By Sasha Aguilera, B.Arch, GRP, and Brad Garner
Vegetated roofs, more commonly known as green or live roofs, are a sustainable solution emulating and echoing designs found in nature in response to modern human challenges. This nature-inspired innovation is known as biomimicry (read Biomimicry: Innovation Inspired by Nature by Janine Benyus, published in 1997 by Harper Collins).
One early example of biomimicry was Leonardo da Vinci’s study of the bird’s anatomy to enable human flight. Today, researchers continue to study nature to develop new technologies, such as the bullet train modelled after the kingfisher bird to reduce noise and increase speed and efficiency. The most ubiquitous example of biomimicry is the removable, re-useable, all-surface fastener inspired by the tiny hooks on bur fruits (refer to Sustainability: Essentials for Business by Scott T. Young and Kanwalroop Kathy Dhanda, published in 2013 by Sage Publications Inc).

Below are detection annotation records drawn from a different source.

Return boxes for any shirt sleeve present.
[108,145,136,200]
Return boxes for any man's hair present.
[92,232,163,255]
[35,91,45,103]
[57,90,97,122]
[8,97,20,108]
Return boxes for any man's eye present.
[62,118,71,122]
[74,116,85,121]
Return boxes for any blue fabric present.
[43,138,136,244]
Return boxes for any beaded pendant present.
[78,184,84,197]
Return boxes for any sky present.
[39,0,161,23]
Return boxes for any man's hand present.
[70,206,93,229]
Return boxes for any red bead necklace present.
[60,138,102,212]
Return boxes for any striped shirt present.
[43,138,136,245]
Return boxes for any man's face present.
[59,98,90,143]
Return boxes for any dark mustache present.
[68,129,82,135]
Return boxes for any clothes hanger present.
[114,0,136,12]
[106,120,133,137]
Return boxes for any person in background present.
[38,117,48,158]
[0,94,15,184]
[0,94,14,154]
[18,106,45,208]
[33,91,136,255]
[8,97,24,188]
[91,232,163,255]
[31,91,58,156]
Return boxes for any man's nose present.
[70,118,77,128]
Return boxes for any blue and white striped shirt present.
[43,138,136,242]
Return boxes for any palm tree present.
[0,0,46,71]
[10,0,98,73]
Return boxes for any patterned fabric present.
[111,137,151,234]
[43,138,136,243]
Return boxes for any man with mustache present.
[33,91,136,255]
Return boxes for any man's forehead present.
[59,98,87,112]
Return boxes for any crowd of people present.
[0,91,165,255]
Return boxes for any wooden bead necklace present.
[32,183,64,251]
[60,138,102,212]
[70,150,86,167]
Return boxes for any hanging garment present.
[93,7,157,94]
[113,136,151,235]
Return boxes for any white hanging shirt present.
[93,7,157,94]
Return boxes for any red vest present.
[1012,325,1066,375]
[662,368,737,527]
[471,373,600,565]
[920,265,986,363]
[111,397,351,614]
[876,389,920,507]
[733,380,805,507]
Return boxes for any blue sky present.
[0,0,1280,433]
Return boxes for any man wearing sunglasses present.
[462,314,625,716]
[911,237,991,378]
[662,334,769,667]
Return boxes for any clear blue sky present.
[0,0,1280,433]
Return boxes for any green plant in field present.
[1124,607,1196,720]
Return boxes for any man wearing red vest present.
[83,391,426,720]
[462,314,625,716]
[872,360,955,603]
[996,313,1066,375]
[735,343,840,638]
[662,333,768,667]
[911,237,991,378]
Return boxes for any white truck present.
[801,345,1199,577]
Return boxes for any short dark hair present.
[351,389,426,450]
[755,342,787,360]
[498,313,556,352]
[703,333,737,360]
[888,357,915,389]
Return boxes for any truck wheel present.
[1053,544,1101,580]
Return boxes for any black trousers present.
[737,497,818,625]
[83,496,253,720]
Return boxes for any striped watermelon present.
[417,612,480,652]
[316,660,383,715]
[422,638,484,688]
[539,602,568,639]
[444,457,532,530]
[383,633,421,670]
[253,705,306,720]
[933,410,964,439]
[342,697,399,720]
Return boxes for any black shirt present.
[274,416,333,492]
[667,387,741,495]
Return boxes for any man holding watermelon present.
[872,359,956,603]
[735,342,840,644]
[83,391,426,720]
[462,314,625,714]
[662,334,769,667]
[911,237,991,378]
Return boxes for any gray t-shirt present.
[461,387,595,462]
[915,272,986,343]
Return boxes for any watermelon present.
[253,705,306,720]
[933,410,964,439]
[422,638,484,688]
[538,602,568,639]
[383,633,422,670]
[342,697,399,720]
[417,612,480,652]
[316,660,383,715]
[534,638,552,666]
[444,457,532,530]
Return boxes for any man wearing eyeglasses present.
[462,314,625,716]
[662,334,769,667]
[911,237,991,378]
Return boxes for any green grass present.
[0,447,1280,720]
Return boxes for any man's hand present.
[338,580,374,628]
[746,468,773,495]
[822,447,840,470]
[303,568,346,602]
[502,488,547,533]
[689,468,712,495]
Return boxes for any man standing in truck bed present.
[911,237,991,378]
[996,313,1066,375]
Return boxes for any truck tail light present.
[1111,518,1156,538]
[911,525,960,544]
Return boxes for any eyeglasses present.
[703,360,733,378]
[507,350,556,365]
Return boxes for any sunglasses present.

As climate change presents an increased risk to urban stormwater management (SWM), watersheds, and public health overall, implementing green infrastructure has become a key tool to help manage rainwater where it falls, and thus increase community resiliency (consult “Report on the Environmental Benefits and Costs of Green Roof Technology” by D. Banting, H. Doshi, J. Li, and P. Missious for the City of Toronto).
Modern vegetated roofs bring nature back to the cities for a plethora of benefits, using available space on rooftops, mostly for SWM benefit.
Traditional vegetated roofs achieve retention by holding a certain amount of rainfall onsite. After they are fully saturated and retention is maximized, additional rainfall drains through as quickly as it falls. Detention technology takes over where retention capacity ends. Detention helps manage the excess rainfall onsite by slowly releasing it to prepare for the next event, within a matter of hours or days. Now, a detention layer in vegetated roof systems helps manage the excess stormwater runoff onsite by mimicking friction found in watersheds and aquifers. Friction in nature includes tall grasses in meadows, dense masses of reeds in wetlands, or layers of leaves on a forest floor. Friction-detention in vegetated roofs is a technological innovation inspired by nature to achieve rooftop SWM in dense urban areas.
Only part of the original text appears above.